A free-lancer who has family and peers employed in an eight-to-five shift can’t help but get nagged into going back to the rat race and working eight hours a day. This is especially the case when you work late hours and don’t meet your financial commitments on time.
Very few who have experienced working within their own schedule, at home, and earned reasonable income would want to go back to such a day-to-day work system. Those who do usually don’t last that long. Working as a freelancer has benefits and challenges.
On the benefits side, you can undertake almost anything you like. Who you know and what you know are the only things that will limit you. If one venture is not profitable, you can explore new sources of revenue.

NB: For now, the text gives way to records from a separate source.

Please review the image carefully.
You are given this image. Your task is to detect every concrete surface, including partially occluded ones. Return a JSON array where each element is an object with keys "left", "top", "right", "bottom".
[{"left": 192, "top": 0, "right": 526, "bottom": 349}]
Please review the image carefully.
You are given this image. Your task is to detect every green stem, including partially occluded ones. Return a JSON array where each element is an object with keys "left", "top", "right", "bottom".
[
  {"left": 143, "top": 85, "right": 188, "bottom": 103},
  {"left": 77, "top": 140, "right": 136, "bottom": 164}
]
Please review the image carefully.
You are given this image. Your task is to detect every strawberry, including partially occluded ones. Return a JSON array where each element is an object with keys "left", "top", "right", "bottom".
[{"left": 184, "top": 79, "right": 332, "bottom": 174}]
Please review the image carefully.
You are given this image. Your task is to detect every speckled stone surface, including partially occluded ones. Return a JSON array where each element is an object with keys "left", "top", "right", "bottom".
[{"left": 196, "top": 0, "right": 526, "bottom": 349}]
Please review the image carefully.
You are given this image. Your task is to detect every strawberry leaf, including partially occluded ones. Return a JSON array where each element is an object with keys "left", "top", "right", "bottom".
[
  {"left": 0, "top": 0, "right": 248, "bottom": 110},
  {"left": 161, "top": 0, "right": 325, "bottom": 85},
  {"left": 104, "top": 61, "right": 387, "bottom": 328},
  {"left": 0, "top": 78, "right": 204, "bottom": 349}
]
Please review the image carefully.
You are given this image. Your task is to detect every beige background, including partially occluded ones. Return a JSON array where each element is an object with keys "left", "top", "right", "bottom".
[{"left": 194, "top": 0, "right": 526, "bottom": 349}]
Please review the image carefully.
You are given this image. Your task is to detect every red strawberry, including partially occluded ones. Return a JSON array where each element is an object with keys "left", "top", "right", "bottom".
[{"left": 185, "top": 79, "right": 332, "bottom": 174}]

But the main challenge is sustainability. Once you finish a project or sale today, where are you going to get your next one?
Building quality relationships is an important factor for sustainability. Should opportunities come up that are in your area, will you be the firm or person to be recommended? How can you develop advocates?
Instead of spending 80 percent of your time looking for new clients, it is best to allocate this to existing ones. Leads generated through clients are often much higher in quality compared to cold calls.
If you did not do well with a past client and were unable to tap him for referral resources, then you will have to go back to your drawing board, reflect, improve yourself, and repair broken relationships.
In building sustai-nability, you will have to find a way for your source of income not to depend solely on you. This is easier said than done, and it takes a lot of trial, error, and time to find the right business model. But you have to start mapping it.
For website owners, creating an affiliate network is like having a traditional network marketing set-up for your organization.
Ikobo.com is a payment gateway system I found lately through discussion group peers. I’m currently using it as a means to accept payment in my website, Digital-Filipino.com. I benefit financially from those who buy from my site and later on use the Ikobo service for their own Internet ventures.
This is the same case with Google.com, which came up with an AdSense program. I signed up with their service and put their banner ads below my site. Google gives me revenue every time a site visitor clicks on it. My website traffic is not that high, but to my surprise, I was able to earn up to $10 a day.
Filipino Internet entrepreneurs are encouraged to come up with Internet-based network marketing programs that can motivate others to not only use their service but even advocate it for others to use.